There are serious challenges on the horizon, and each requires us to make choices about the kind of country we want to leave to our children and grandchildren – choices about the economy, environment, education, innovation and immigration.
For too long, we’ve avoided making the truly hard choices. We’ve instead chosen to study the problems, and then, for good measure, studied them again. We suffer from analysis paralysis. The only thing created is the illusion of action.
The absence of nation-building isn’t attributable to a lack of plans. Every government, and countless private-sector entities, have libraries full of plans, and many of them have “2020” in their titles. Well, 2020 is now just eight months away.
The absence of nation-building is due to a lack of political will. That’s not a partisan comment, as every party finds itself in the same position. It’s a systemic problem, in that politicians are no longer capable of exercising their political authority.
Today, any voter can talk, text or exchange tweets with anyone else – including decision-makers. This has shifted power from institutions to individuals, even on questions where the broader public interest should supersede personal preferences.
The procedural obstacles we’ve put in place make it possible for a handful of individuals to hold up initiatives endorsed by most Canadians. Important projects, programs and policies can be delayed until supporters give up and move on.
To be sure, there are times when small groups of people bring forward genuine and legitimate concerns that must be addressed. When this happens, we should pause to consider good-faith arguments advanced on their merits.
Yet, the political pendulum has swung too far to one extreme. For the good of the country, it must swing back to a point where reasonable and rational compromises between institutions and individuals can occur – or be imposed and enforced.
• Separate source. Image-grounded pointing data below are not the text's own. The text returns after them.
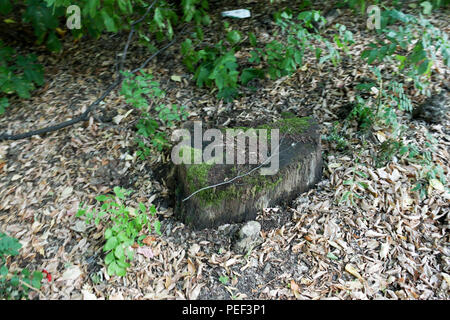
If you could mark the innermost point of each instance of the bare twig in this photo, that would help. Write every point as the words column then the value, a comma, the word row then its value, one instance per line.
column 242, row 175
column 85, row 115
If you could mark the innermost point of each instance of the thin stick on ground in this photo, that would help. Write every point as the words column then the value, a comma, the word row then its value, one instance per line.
column 85, row 115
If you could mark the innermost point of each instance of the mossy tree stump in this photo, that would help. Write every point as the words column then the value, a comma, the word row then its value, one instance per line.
column 300, row 167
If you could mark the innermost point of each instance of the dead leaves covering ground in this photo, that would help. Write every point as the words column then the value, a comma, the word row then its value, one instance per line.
column 390, row 245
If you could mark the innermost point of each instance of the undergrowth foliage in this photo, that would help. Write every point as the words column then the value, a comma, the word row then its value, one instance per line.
column 123, row 227
column 17, row 284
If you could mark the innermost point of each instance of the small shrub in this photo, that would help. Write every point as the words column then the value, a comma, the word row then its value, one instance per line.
column 15, row 285
column 123, row 228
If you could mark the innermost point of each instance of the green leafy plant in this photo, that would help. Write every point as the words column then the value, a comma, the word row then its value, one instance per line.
column 18, row 74
column 398, row 31
column 217, row 65
column 15, row 285
column 123, row 227
column 141, row 91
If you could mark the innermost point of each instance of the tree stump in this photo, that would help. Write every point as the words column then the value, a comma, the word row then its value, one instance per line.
column 300, row 168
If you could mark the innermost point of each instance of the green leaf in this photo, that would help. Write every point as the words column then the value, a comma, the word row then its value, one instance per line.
column 108, row 234
column 3, row 104
column 108, row 21
column 427, row 6
column 251, row 73
column 109, row 258
column 5, row 7
column 110, row 244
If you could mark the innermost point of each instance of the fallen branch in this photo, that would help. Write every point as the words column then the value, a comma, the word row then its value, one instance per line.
column 85, row 115
column 242, row 175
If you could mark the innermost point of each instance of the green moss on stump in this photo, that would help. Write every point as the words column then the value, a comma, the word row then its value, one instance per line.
column 198, row 175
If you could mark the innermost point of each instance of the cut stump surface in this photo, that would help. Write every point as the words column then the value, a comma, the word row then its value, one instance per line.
column 300, row 168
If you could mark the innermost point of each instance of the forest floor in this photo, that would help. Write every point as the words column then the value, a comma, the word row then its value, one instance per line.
column 389, row 244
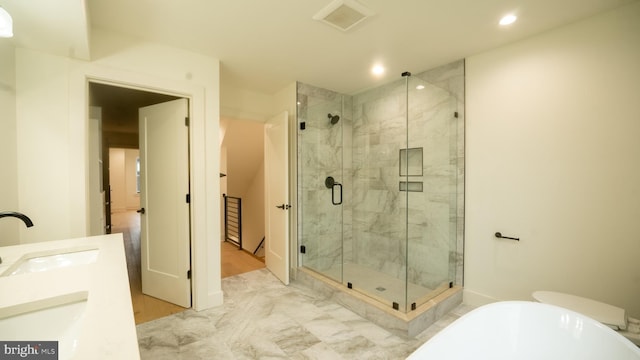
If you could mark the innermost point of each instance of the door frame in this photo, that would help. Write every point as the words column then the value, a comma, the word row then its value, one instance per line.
column 206, row 289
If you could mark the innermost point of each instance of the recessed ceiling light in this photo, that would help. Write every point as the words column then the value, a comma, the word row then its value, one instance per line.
column 377, row 69
column 508, row 20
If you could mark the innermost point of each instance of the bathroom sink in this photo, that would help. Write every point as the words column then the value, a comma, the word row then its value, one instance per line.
column 54, row 259
column 51, row 319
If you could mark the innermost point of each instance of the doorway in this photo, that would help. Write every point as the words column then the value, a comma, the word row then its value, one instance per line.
column 119, row 129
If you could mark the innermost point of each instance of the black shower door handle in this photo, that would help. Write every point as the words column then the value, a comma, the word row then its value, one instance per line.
column 333, row 194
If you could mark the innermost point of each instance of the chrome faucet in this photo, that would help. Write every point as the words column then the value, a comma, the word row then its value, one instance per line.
column 18, row 215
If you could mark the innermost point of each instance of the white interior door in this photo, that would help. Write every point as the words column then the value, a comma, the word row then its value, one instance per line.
column 164, row 187
column 276, row 164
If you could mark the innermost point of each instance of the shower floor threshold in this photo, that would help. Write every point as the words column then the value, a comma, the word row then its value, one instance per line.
column 382, row 287
column 405, row 324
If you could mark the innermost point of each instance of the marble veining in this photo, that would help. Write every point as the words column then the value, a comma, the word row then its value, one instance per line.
column 263, row 319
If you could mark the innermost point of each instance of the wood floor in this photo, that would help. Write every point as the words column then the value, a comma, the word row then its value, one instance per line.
column 147, row 308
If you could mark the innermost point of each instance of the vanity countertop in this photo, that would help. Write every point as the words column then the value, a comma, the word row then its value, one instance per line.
column 108, row 328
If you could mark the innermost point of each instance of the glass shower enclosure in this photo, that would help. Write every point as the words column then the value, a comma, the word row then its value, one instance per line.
column 379, row 189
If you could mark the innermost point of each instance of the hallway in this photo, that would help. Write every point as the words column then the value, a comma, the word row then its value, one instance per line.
column 147, row 308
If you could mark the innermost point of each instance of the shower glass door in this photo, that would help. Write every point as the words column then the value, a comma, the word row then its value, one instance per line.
column 375, row 248
column 320, row 174
column 431, row 172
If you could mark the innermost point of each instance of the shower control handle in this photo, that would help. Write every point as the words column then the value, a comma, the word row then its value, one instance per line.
column 333, row 188
column 331, row 183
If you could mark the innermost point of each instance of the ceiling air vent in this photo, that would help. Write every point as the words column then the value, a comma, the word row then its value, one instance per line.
column 343, row 14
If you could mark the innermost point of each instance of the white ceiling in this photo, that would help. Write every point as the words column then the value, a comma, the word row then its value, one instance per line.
column 264, row 45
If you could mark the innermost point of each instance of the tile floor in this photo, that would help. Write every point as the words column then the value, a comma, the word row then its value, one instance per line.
column 263, row 319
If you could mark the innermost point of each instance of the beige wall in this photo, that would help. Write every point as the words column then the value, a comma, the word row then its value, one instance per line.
column 552, row 146
column 8, row 161
column 122, row 174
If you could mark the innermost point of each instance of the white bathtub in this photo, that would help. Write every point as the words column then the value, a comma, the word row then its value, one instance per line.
column 526, row 330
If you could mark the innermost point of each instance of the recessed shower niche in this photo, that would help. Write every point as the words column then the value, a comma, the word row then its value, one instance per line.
column 399, row 246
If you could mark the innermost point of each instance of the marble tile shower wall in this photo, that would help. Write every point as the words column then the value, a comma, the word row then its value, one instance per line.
column 321, row 154
column 371, row 230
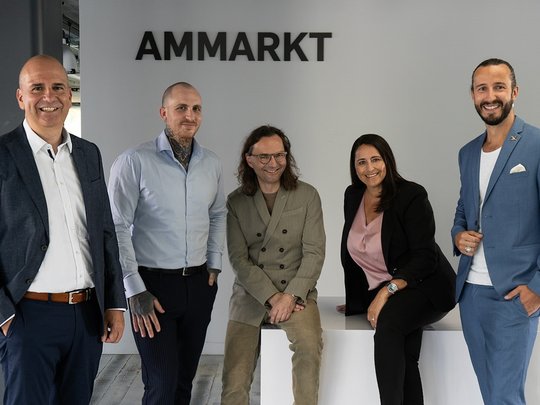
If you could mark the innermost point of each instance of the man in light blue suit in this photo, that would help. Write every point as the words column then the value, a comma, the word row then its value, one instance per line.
column 497, row 233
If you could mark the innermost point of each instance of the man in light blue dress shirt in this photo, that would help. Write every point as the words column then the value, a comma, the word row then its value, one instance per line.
column 169, row 211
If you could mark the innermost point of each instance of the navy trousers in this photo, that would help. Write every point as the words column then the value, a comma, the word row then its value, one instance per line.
column 170, row 359
column 500, row 337
column 51, row 353
column 398, row 340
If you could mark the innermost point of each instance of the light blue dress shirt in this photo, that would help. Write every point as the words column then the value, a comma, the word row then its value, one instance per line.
column 165, row 216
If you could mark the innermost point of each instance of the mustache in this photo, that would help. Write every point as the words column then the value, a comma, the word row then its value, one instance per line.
column 492, row 102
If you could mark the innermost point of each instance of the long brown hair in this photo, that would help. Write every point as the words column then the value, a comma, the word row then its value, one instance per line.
column 389, row 183
column 246, row 175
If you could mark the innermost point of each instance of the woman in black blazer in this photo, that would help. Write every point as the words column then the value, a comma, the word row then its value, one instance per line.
column 394, row 270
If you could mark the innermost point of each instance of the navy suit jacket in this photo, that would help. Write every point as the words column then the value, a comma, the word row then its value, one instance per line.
column 24, row 224
column 409, row 249
column 510, row 219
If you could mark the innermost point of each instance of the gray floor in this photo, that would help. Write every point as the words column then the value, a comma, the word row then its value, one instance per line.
column 119, row 381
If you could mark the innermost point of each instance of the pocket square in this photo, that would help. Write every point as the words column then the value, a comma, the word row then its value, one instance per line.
column 518, row 169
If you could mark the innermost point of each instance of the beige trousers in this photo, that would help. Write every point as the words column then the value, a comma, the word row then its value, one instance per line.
column 242, row 346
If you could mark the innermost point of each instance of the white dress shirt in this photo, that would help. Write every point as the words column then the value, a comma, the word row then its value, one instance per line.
column 67, row 265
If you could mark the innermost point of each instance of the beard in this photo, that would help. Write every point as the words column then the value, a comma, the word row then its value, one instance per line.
column 494, row 119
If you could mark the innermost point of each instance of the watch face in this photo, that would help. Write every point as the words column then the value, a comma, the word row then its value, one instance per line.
column 392, row 288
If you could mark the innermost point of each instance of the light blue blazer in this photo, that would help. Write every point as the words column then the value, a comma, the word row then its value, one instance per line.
column 510, row 218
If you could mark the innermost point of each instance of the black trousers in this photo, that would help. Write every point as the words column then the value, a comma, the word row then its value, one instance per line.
column 170, row 359
column 398, row 339
column 51, row 353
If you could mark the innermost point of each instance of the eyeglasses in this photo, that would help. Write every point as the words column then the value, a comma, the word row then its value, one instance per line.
column 265, row 158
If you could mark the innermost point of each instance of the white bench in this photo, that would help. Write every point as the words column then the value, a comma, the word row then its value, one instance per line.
column 347, row 370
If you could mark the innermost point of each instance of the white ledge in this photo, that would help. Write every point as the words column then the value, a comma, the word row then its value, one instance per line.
column 347, row 370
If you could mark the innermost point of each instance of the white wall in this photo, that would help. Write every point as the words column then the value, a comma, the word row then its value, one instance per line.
column 397, row 68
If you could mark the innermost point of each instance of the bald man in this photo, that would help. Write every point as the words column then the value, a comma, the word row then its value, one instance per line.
column 61, row 292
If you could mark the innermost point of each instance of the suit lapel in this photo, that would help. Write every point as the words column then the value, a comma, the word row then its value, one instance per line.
column 277, row 211
column 80, row 163
column 26, row 165
column 512, row 139
column 474, row 173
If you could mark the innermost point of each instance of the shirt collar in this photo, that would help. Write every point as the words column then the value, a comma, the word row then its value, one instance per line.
column 37, row 143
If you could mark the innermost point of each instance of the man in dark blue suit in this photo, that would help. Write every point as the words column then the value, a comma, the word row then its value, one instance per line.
column 497, row 233
column 61, row 292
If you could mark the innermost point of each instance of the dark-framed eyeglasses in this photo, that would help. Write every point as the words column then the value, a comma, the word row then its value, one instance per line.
column 265, row 158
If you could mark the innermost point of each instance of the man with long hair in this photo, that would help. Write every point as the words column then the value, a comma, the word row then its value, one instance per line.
column 276, row 241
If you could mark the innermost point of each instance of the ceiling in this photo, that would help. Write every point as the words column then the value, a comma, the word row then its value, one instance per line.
column 70, row 21
column 70, row 31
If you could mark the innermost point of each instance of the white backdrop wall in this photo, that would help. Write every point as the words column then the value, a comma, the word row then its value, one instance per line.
column 397, row 68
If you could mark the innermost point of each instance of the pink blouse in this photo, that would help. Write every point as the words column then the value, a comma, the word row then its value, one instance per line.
column 365, row 247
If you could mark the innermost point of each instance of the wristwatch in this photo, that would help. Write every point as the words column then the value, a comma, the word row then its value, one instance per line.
column 392, row 287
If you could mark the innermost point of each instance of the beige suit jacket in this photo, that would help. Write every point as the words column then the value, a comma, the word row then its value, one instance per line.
column 282, row 252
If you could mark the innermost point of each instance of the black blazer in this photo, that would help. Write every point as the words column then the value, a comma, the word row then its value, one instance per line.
column 24, row 222
column 409, row 249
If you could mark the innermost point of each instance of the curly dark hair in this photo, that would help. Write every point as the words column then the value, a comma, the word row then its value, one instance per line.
column 246, row 175
column 392, row 178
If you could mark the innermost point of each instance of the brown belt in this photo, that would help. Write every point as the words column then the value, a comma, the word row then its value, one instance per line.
column 72, row 297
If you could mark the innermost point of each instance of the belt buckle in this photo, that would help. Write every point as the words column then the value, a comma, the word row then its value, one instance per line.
column 71, row 296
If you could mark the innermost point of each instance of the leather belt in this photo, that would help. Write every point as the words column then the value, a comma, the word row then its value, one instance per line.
column 71, row 297
column 183, row 271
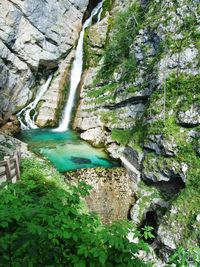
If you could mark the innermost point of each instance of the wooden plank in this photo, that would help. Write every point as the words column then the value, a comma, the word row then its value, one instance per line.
column 8, row 170
column 2, row 173
column 12, row 166
column 13, row 175
column 17, row 165
column 2, row 163
column 12, row 160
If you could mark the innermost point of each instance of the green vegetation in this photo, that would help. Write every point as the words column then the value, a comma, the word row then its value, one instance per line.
column 118, row 48
column 121, row 136
column 184, row 258
column 107, row 6
column 99, row 91
column 43, row 222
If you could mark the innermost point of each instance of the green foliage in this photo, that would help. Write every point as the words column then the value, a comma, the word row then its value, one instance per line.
column 125, row 27
column 99, row 91
column 185, row 258
column 107, row 6
column 42, row 223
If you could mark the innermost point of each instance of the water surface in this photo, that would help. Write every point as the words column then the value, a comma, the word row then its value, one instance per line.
column 65, row 150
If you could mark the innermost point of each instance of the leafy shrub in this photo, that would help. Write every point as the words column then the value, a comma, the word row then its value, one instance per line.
column 44, row 224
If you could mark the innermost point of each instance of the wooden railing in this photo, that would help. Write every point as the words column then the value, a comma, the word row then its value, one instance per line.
column 9, row 168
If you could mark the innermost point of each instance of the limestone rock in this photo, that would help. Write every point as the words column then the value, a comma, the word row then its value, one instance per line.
column 110, row 194
column 52, row 100
column 33, row 34
column 96, row 136
column 157, row 169
column 167, row 147
column 190, row 117
column 98, row 32
column 134, row 157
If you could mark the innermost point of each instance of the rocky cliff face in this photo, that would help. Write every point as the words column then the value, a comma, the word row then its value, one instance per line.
column 34, row 35
column 140, row 98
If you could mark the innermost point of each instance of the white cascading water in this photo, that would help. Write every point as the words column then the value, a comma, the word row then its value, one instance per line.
column 24, row 116
column 76, row 72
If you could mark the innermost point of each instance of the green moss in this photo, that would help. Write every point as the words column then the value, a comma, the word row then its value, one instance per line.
column 118, row 48
column 107, row 7
column 121, row 136
column 99, row 91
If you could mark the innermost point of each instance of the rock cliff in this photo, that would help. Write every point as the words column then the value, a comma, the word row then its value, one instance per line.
column 140, row 98
column 34, row 36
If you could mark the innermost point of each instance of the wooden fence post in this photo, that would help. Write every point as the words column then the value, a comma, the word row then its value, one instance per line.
column 7, row 166
column 17, row 169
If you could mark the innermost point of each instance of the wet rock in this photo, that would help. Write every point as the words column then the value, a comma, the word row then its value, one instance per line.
column 190, row 117
column 96, row 136
column 97, row 34
column 33, row 34
column 80, row 160
column 111, row 192
column 11, row 127
column 134, row 157
column 156, row 169
column 52, row 101
column 157, row 143
column 9, row 145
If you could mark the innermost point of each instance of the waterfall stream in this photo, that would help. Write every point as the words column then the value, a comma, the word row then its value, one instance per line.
column 26, row 120
column 76, row 72
column 61, row 146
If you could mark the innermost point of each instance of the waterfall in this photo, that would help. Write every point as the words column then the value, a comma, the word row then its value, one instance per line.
column 76, row 73
column 26, row 120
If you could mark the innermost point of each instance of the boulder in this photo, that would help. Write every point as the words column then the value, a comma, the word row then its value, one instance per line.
column 157, row 143
column 33, row 34
column 190, row 117
column 157, row 169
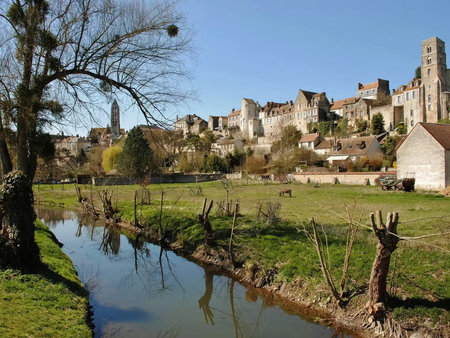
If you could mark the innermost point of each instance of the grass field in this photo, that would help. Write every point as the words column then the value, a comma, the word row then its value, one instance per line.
column 419, row 277
column 50, row 302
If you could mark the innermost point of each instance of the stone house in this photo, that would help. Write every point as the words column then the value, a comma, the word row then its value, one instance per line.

Does this mean that some people won’t get their way? Absolutely. Does this mean that every idea should be acted upon? Absolutely not. There will be winners and losers, and while that might seem unfair, it is how things work in the real world.
Team Canada is competing in the toughest division of the global league – the Group of 20. In the international economic arena, countries aren’t awarded points for participation, and not everyone gets to hoist the cup.
We’re in the playoffs now and – like the Tampa Bay Lightning and Calgary Flames – Canada can’t assume that its past performance will guarantee us a spot in the next round. China, India, Russia, Brazil and others want to knock us out.
As in hockey, we need all of our stars working as one team to put points on the board. This includes not only the public and private sectors, but also provincial premiers and prime ministers. We don’t have the time for drama in our locker room.
We must work together to build the infrastructure required to take full advantage of the preferential access we have secured in recent trade agreements. We need innovation and immigration strategies to help build the economy of the future.
Canada achieved its standing in the world through hard work, and yet it looks as though we’ve put down our shovel to take a break. Canadians need to hold our leaders to account. We must demand that our national leaders become nation-builders again.